While animations and the techniques in GraphDiaries are useful for many networks, dense dynamic networks are still an important open problem. We hence generalized the idea of matrices to visualize temporal networks, by describing a visualization and interaction model based on the space time cube metaphor (Figure 11 (d)). In analogy with the physical world, this Matrix Cube can be manipulated and decomposed in order to explore the network, while the cube model serves as a consistent visual and mental model of the data and visualization. We implemented an interface called Cubix that allows us to perform simple view switches and decomposition operations in the cube. Cubix and the Matrix Cube was evaluated with two experts, an astronomer and brain scientist, exploring their own real world data. With the Matrix Cube and its decomposition operations, we are able to visualize and navigate within very dense dynamic networks such as brain networks, trading flows and technical networks. The design space of possible visualizations that the Matrix Cube and its operations offer is both, huge but structured at the same time. It allows us to explore many future designs.

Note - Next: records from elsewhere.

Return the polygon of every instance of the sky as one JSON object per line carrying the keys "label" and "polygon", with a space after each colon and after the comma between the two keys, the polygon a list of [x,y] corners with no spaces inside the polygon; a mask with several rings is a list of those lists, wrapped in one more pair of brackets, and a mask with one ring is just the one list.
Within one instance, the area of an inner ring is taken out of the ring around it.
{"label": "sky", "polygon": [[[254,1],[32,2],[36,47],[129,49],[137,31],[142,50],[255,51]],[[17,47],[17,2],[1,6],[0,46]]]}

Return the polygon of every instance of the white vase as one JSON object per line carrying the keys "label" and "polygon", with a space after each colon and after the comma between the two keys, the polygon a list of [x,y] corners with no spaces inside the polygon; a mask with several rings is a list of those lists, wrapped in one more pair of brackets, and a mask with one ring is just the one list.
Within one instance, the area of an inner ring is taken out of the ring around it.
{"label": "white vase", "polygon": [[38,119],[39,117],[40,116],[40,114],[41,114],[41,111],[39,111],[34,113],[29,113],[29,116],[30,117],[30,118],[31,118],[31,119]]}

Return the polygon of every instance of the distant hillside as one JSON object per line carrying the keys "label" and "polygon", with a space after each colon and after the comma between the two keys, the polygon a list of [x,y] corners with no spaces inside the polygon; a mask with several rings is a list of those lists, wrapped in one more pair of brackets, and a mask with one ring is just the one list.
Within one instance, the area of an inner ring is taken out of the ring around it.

As part of the effort of visualizing publications and work of Jean-Daniel Fekete, we designed a visualization to show his collaborations over the past years, relating his papers and his collaborators [30] (Figure 11 (e)). A poster was presented at part of a poster submission to IEEE Vis, 2013 in Atlanta. To the best of our knowledge, no such technique to visualize any sort of dynamic ego networks have been published so far.

Network Generation: As any controlled user study, evaluating network visualizations requires control over the data. However, it is hard to found real world data with the desired properties and in reasonable amount for a controlled user study. Synthetic data can help but the output of random graph generators is hard to control and hardly resembles actual real-world data. With GraphCuisine [57] we present and interactive approach to generate graphs. In an iterative process, the computer generates suggestions while the user selects her preferred graphs and graph measures.